Yabancı yatırımcı telif hakkı garantisi istiyor

Türkiye’de son dönemlerde ekonomi yönetiminin değişmesiyle birlikte yabancı yatırımcı tarafında da gelişmeler yaşanıyor. Avrupa ülkelerinden yatırımın yeniden Türkiye’ye gelmesi için yapılması gerekenler noktasında değerlendirmelerde bulunan ABD New York Barosu Türkiye Şubesi Başkanı ve Uluslararası Ticaret Hukuku Uzmanı Avukat Faruk Aktay, özellikle Avrupalı yatırımcıların Türkiye’de yatırım yapması için ilk beklentisinin fikri mülkiyet konusunda daha fazla koruma olduğunu söyledi. Aktay Hukuk Bürosu olarak Fransa, İtalya, ABD ve Çin’den yatırımcılarla sürekli temas halinde olduklarını kaydeden Avukat Faruk Aktay, “Bu ülkeler, Türkiye’de yüksek teknoloji yatırımı yapmak için çok istekli. Ancak, Türkiye’de fikri mülkiyet korumasının daha sıkı olmasını talep ediyorlar. Yaptığımız görüşmelerde ‘Türk ustaların ve mühendislerin çok başarılı olduğunu, bu yüzden yüksek teknoloji ürünlerinde ‘know-how’ı kaptırmak istemediklerini’ söylüyorlar.” ifadelerini kullandı.

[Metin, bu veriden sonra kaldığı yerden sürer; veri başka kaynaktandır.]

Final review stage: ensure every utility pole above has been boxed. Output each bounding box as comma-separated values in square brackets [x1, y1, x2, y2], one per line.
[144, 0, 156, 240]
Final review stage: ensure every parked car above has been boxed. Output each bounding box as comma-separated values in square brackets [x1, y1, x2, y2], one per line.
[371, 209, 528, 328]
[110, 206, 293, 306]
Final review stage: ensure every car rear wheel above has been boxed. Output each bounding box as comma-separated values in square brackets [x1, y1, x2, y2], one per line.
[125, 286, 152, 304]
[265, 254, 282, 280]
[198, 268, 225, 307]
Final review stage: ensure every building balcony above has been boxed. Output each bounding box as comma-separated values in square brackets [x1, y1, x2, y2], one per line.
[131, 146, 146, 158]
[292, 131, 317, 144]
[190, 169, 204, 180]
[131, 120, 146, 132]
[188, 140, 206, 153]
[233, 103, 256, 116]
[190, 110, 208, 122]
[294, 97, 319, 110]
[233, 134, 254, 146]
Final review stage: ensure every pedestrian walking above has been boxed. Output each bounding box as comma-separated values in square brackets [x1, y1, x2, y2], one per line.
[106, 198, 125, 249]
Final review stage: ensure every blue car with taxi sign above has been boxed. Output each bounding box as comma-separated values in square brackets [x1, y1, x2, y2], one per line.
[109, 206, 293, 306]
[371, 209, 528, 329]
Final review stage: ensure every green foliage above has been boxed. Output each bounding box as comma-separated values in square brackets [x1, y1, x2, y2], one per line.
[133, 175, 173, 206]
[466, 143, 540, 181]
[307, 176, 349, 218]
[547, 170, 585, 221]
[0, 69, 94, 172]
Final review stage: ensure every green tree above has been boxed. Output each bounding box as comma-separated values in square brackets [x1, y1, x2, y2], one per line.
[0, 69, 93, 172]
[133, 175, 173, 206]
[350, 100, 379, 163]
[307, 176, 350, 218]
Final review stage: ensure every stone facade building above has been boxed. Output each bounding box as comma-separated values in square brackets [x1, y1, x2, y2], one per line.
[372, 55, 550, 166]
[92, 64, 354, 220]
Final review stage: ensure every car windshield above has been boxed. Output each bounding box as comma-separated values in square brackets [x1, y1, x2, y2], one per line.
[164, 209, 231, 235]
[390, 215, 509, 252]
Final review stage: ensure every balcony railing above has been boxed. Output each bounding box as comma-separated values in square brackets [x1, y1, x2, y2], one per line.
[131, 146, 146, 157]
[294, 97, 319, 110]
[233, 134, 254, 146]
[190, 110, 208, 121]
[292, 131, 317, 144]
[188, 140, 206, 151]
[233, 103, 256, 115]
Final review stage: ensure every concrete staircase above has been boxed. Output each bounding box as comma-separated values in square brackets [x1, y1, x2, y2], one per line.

TÜRKİYE ENDİŞE DUYULAN ÜLKELER ARASINDA

Avrupa Komisyonu’nun ‘Fikri Mülkiyet Haklarının Korunmasına Dair Raporu’nda Avrupa Birliği için Türkiye’nin öncelik sırasında Çin’den ve Hindistan’dan hemen sonra geldiğine vurgu yapan Faruk Aktay, “Avrupa Komisyonu tarafından 17 Mayıs 2023 tarihinde üçüncü ülkelerde fikri mülkiyet haklarının korunması ve uygulanmasına ilişkin rapor yayımlandı. Rapor, fikri mülkiyet hak sahiplerinin öncelikli ülkelerde ticari faaliyetlerde bulunurken fikri mülkiyet haklarına yönelik potansiyel riskler konusunda farkındalık kazanmalarını sağlamak amacıyla hazırlandı. Bu raporda, dünya çapında fikri mülkiyet haklarının korunması ve uygulanması konusunda büyük endişe kaynağı olan ülkeler ‘öncelikli ülke’ olarak belirtildi. Çin, AB için en öncelikli ülke olmayı sürdürürken; Hindistan ve Türkiye ikinci öncelikli ülke olmaya devam ediyor.” dedi.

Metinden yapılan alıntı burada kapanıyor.